Leader's Jersey Changes Hands on Vuelta Stage Two Summit Finish

Sun 25 Aug 2013

After an opening stage team time trial to began the first sorting of the overall contenders, the Vuelta a España threw a summit finish at the peloton on stage two. The largely flat route, save for a category three hill in the second hour of racing, concluded with a category one ascent.

Alex Rasmussen (Garmin-Sharp), Greg Henderson (Lotto Belisol) and Francisco Aramandia (Caja Rural) attacked in the first kilometre. The trio quickly went to work to build up their advantage.

“We had a discussion before the stage where we said there was a chance the break might stay away today,” noted Sport Director Neil Stephens. “Simon Clarke tried to get into the move this morning. He hoped to repeat the situation he had on stage four last year when he was in a break and took advantage of the GC riders marking each other rather than worrying about the riders up the road.”

Despite Clarke’s efforts, he missed the move. As the peloton allowed the gap to grow to nearly 13’, it seemed as if the break had a chance of contesting the stage win.

“There was a big headwind in the approach to the final climb,” said Stephens. “In the end, the wind and the chase brought the break anyway. It didn’t matter that Clarkey wasn’t in it.”

As first Astana and then Lampre-Merida dictated the pace, ORICA-GreenEDGE sat back to allow the general classification teams and those with an interest in the stage to do their work. By the time the peloton hit the lower slopes of the final climb, the break’s advantage had fallen to less than one minute.

“The boys contained themselves today to get ready for their main objectives tomorrow and the next day,” Stephens explained. “Only Wes wanted to see how he was going uphill, so he tested himself.”

“I know I’m in good shape, and I spoke to Gerro [Simon Gerrans] about the finish towards the end of the race,” said Sulzberger. “He said it started steep but eased off. I was hoping I could get to the pointy end with bunch and maybe mix it up for the uphill sprint.”

Sulzberger managed to hang onto the peloton as they overtook the break and tackled the steepest gradients. As Movistar increased the tempo, first Samuel Sanchez (Euskaltel-Euskadi) and then Sergio Henao (Team Sky) fell off pace. Even as the overall contenders cracked, Sulzberger maintained contact with the elite group.

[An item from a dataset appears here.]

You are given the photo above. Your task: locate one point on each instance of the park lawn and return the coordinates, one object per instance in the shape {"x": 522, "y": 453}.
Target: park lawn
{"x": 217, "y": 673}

An attack from Leopold Konig (NetApp-Endura) dislodged overnight race leader Janez Brajkovic (Astana). Shortly after, the front group split and Sulzberger found himself in group two.

“I made it over the steep part but 5km from the finish, I dropped off the front group with about 40 other riders,” Sulzberger noted. “I’m happy with how I’m feeling and I know have the legs tomorrow to help our guys for one of the targeted stages.”

Sulzberger ultimately crossed the uphill finish line in 53rd place, 2’19 behind stage winner Nicholas Roche (Saxo-Tinkoff). Vincenzo Nibali (Astana) finished in a 16 rider group at 14” to assume the race lead from his teammate.